DNA storage encodes digital information within synthetic DNA strands, offering theoretically game-changing density and longevity. He acknowledged several practical hurdles (slow read/write chemical processes) but emphasized DNA’s archival potential, especially if biotech innovations dramatically accelerated sequencing tech.
Coughlin also spent time discussing how compute hardware fundamentally interfaces with memory and storage. As he said, historically, traditional Von Neumann architectures (separation of memory and compute) consumed excessive energy moving data between components. But new memory-centric architectures,(Compute Express Link or CXL) represent strategic responses.
CXL relocates memory away from individual CPUs into shared pools accessible across multiple nodes. Thie goal is to reduce system power demands and add flexibility, though he acknowledged slight latency trade-offs (approximately one nanosecond), making it suitable for many, if not all, scenarios.

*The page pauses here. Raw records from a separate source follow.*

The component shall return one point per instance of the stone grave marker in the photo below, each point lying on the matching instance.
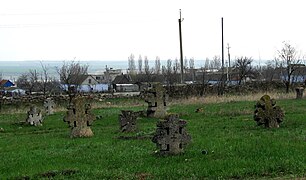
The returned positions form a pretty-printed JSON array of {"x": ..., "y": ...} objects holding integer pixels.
[
  {"x": 267, "y": 113},
  {"x": 171, "y": 136},
  {"x": 299, "y": 92},
  {"x": 127, "y": 121},
  {"x": 79, "y": 117},
  {"x": 157, "y": 98},
  {"x": 49, "y": 106},
  {"x": 34, "y": 116}
]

Complementing this architectural shift, the NVMe protocol, initially built for SSDs, appears increasingly likely to standardize across storage types, potentially including HDDs and magnetic tape, due to its efficient PCIe-based transport, fostering a unified, performant storage interface environment.
Coughlin also looked to the end of Moore’s Law and its implications on data, focusing first on chiplets, which uses small, specialized semiconductor dies integrated through open standards like UCIe. By combining chiplets optimized individually for logic, memory, or networking, it’s possible to build super-specialized integrated packages at lower costs and with greater flexibility. This isn’t just about compute, either. He says emerging non-volatile memory technologies (e.g., MRAM, ReRAM, PCM, and FRAM), each offer advantages over traditional volatile memories (DRAM, SRAM).
Beyond the terrestrial data explosion, he explored how localized storage and computing resources would become indispensable in space exploration contexts due to high latency in communications with Earth.
He vividly described recent lunar missions embedding data storage and memory infrastructure, projecting humanity's computing demands outward into space exploration and settlement scenarios, emphasizing the urgency of digital preservation by mentioning advanced projects that employ AI-enhanced imaging techniques, such as X-ray tomography, to digitally recover data from ancient scrolls carbonized by volcanic eruptions. I
Coughlin reinforced the narrative that storage isn’t merely a technical challenge but a cultural and civilizational imperative ensuring future access to humanity’s accumulated knowledge and discoveries.